Без всякого сомнения, на них была приготовлена засада. Это могли быть либо люди «Дьяволов ночи», либо силовая структура «Эмигот». Полиция тут не подходила, зачем ей устраивать такой маскарад. Нападавшие действовали достаточно непрофессионально, но были чисто и прилично одеты. При чем тут какие-то оборванцы? Откуда эти люди могли знать о том, что Дин может появиться на ремонтной базе? Скорее всего, от Бориса-мусорщика. Дину стало его жаль. Судя по действиям нападавших, они не стали бы церемониться с Борисом, если тот отказал им в информации. С другой стороны, зачем Борису что-то скрывать. Только для того чтобы не вылез факт снабжения его документами на имя Дина Альбрайта. Промолчал об этом, а в остальном в его действиях нет ничего предосудительного. Борис, правда, мог рассказать о частичной потере памяти спасенного. Тогда можно предположить, что этот человек вернется для восстановления существенных деталей, которые ему может напомнить окружающая обстановка. Так все же кто, «Дьяволы» или «Эмигот»?

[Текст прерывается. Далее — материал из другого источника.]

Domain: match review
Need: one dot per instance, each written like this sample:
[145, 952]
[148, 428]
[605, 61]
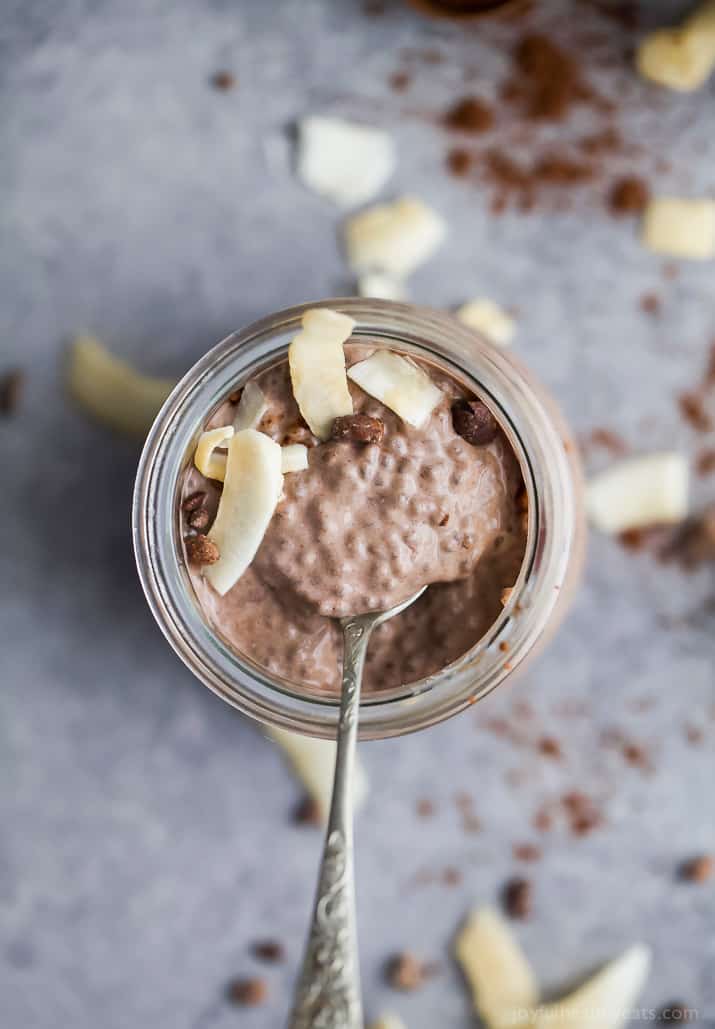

Дин уже начал прикидывать варианты, как вырваться из сложившейся ситуации, но тут дверь их камеры открылась, и в нее одновременно шагнули два человека с автоматами на изготовку. Пленники не пошевелились. Вслед за охраной вошел, слегка прихрамывая, невысокий мужчина со сморщенной, как печеное яблоко, кожей лица. Он, как и автоматчики, был одет в невообразимое тряпье, и от входа потянуло запахами давно немытых тел и грязной одежды. Посмотрев внимательно на сидящих, посетитель сунул руку в карман и, вынув из своих лохмотьев поблескивающую зент-камеру, начал съемку. Окончив ее, проговорил свистящим голосом:
— Вы останетесь здесь еще три дня. Не бойтесь. Ваша судьба зависит от посланца. Когда он прибудет, то решит, что с вами делать. Если вы не те люди, которые ему нужны, он вас отпустит. Вас будут хорошо кормить.
Двое нищих внесли подносы, поставив их у дверей. Пришедшие вместе с охраной покинули камеру, и дверь закрылась.
— Вот так просто и все понятно, — прокомментировал журналист выступление неизвестного представителя. — Ты что-нибудь знаешь о посланце?
— Столько же, сколько и ты, — ответил Дин.
— Насколько я понимаю, это наш ужин. Я не собираюсь отказываться от того, что гостеприимные хозяева предоставляют добровольно, — продолжил Михаил.
Напарники встали и перенесли подносы от входа на свои постели. Вскрыв пакеты и приподняв крышки судков, они обнаружили массу вкусных и горячих продуктов. Ароматные запахи раздразнили аппетит, и партнеры набросились на еду. В камере установилась тишина, нарушаемая только легкими звуками, когда пластиковые ложка или вилка касались дна посуды. С ужином было быстро покончено, но каждый из пленников на своем подносе обнаружил пачку сигарет хорошего качества и разовую зажигалку. Мужчины закурили, опершись спинами каждый о свою стену.
— Три дня, — начал философски рассуждать сам с собой вслух Дымов. — Если и дальше так же будут кормить, то можно и потерпеть. Но вот предпоследняя фраза хозяина мне почему-то не очень понравилась. Не могу определиться, кем я хочу быть, тем или не тем. Лучше все же не тем. Тогда меня отпустят.
— А если мы как раз те, кто им нужен? Ты согласен, чтобы кто-то кроме тебя решал твою судьбу?